Con l’operazione “Prosecco Doc”, infatti, si è creata, accanto al classico Prosecco inteso come spumante, la denominazione di Prosecco di Conegliano Valdobbiadene, riferita alla produzione di Prosecco non solo del Friuli e della provincia di Treviso, ma anche di altre province venete, dove la produzione del famoso vino era del tutto inesistente, non essendo presenti vigneti di Prosecco, o meglio di “Glera”, come cioè si decise di denominare la nuova uva da vino Prosecco.

In questo modo, utilizzando l’appiglio territoriale triestino, si è tutelato il vino dalle imitazioni, impedendo che altri produttori nel mondo piantassero vitigni di Prosecco e ne utilizzassero il nome per denominare il loro prodotto.

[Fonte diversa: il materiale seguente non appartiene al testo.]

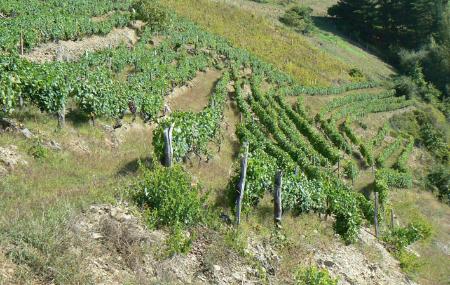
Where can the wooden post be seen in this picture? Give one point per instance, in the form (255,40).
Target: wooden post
(339,167)
(392,219)
(241,184)
(376,215)
(168,149)
(62,117)
(277,209)
(21,43)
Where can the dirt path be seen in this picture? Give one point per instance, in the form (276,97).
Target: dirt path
(73,50)
(194,96)
(353,267)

Peccato però che gli abitanti di Prosecco, a cui era stata riconosciuta una percentuale dell’1% sul totale dei guadagni derivanti dalla vendita del diffusissimo vino, a oggi non sia stato versato dai cugini veneti nemmeno un centesimo della quota loro spettante, da calcolarsi sulla ragguardevole cifra dei due miliardi di euro di Prosecco venduti.

Cosa che avrebbe portato gli abitanti di Prosecco a minacciare di riprendersi il prestigioso nome, facendo così sfumare diritti di esclusiva e relativi guadagni.

Una conclusione che non sarebbe utile a nessuno.